Thursday, 17 December 2015: 08:45
3007 (Moscone West)
Lauren Simkins1, Sarah Greenwood2, John B Anderson3, Lindsay O Prothro3, Anna Ruth Halberstadt4, Leigh A Stearns5 and Brian Patrick Demet4, (1)University of California Santa Barbara, Santa Barbara, CA, United States, (2)Stockholm University, Department of Geological Sciences, Stockholm, Sweden, (3)Rice Univ, Houston, TX, United States, (4)Rice University, Houston, TX, United States, (5)University of Kansas, Department of Geology, Lawrence, KS, United States
Meltwater at the base of an ice sheet has a significant influence on the flow dynamics and stability. Processes that lead to ice-sheet instability are at the forefront of research addressing uncertainty in the fate of modern ice sheets. A better understanding of subglacial meltwater is needed to assess the role of meltwater on ice-sheet instability and place modern observations of meltwater drainage into a longer-term context. Observations of subglacial channels and evidence of meltwater influence on ice-sheet dynamics are sparse in the geologic record around Antarctica. We present subglacial meltwater channels incised into the post-LGM sea scape of the Ross Sea continental shelf with clear relationships to glacial retreat landforms. We combine geomorphic and stratigraphic evidence to test the influence of meltwater on ice-sheet retreat during the last deglaciation.
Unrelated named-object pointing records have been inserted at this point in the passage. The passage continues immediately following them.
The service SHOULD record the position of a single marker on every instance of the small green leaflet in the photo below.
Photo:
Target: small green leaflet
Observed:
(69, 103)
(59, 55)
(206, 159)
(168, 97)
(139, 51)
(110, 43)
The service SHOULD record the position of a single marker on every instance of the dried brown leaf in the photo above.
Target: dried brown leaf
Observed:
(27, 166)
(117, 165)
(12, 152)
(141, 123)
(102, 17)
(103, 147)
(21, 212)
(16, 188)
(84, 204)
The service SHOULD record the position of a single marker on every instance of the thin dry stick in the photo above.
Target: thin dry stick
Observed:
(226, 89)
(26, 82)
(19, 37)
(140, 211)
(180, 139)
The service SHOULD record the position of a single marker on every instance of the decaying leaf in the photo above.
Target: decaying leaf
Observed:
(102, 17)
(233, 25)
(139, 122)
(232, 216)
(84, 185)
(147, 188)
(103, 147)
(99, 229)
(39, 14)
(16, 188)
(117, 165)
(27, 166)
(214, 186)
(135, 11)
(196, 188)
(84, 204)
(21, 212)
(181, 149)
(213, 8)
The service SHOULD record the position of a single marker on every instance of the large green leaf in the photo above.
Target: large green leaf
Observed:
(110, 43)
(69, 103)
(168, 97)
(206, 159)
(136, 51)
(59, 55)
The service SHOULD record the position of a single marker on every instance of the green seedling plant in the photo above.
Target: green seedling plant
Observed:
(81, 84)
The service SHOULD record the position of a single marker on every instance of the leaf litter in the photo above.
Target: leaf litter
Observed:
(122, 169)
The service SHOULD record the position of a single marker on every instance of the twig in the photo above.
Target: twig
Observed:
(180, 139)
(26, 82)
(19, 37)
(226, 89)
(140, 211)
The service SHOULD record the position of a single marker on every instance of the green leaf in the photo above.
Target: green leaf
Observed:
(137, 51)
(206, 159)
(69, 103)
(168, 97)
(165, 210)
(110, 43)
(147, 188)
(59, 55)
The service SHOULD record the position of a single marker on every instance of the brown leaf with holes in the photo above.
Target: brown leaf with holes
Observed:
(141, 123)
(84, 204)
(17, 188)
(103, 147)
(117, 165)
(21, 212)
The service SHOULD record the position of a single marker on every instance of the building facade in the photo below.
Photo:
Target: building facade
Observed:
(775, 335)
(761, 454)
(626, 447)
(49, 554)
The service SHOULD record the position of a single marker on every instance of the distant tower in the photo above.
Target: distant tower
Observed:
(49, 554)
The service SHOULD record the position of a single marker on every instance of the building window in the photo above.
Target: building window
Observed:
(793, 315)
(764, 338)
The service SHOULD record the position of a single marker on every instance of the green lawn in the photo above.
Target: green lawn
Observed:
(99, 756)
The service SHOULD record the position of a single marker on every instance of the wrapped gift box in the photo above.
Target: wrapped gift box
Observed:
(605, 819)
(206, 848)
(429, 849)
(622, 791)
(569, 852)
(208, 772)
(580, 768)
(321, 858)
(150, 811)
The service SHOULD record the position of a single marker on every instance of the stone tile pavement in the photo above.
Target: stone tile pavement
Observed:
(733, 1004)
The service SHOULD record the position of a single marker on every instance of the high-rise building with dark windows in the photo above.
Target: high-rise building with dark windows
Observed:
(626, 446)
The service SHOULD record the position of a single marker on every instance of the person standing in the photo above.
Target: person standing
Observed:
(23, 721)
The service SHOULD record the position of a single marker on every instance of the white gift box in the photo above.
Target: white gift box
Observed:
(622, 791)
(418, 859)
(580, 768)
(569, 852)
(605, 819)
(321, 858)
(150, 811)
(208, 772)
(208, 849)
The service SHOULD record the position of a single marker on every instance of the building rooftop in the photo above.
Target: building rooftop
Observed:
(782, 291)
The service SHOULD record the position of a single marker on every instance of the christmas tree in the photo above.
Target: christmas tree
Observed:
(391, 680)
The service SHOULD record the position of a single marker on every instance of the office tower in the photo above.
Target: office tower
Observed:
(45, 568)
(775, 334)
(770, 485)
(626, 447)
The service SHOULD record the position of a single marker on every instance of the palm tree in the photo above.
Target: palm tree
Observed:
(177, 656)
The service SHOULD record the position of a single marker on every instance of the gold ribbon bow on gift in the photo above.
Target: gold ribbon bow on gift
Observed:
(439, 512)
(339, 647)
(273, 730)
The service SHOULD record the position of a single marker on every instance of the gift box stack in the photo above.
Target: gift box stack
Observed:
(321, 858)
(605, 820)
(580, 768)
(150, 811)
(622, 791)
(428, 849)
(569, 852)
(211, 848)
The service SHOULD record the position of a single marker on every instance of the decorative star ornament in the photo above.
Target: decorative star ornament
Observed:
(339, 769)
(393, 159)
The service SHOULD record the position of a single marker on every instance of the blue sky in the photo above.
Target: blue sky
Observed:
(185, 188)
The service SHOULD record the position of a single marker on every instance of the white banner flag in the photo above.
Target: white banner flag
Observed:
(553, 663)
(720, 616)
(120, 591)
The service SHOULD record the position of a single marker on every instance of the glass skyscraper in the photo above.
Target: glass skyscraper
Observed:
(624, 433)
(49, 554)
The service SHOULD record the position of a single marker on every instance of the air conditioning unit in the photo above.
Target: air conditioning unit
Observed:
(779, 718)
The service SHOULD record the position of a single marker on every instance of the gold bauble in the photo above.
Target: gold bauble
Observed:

The channel systems are associated with small, closely-spaced ice-marginal landforms suggestive of rapid grounding line retreat. The channels were active during the late stages of retreat based on their positions in the southernmost portions of the troughs and cross-cutting relationships with glacial retreat landforms. Although channelized meltwater appears to be spatially limited, we have identified meltwater deposits within proximal grounding line facies from cores across the continental shelf in the western Ross Sea. Therefore, not only do we observe clear evidence of meltwater under the dwindling ice sheet, but basal meltwater in the Ross Sea is a pervasive feature and associated with geomorphic and sedimentologic expressions of rapid ice-sheet retreat. Ongoing work focuses on quantifying channel flow properties and reasonable meltwater production rates as well as further constraining evidence of meltwater in the Ross Sea and elsewhere around Antarctica.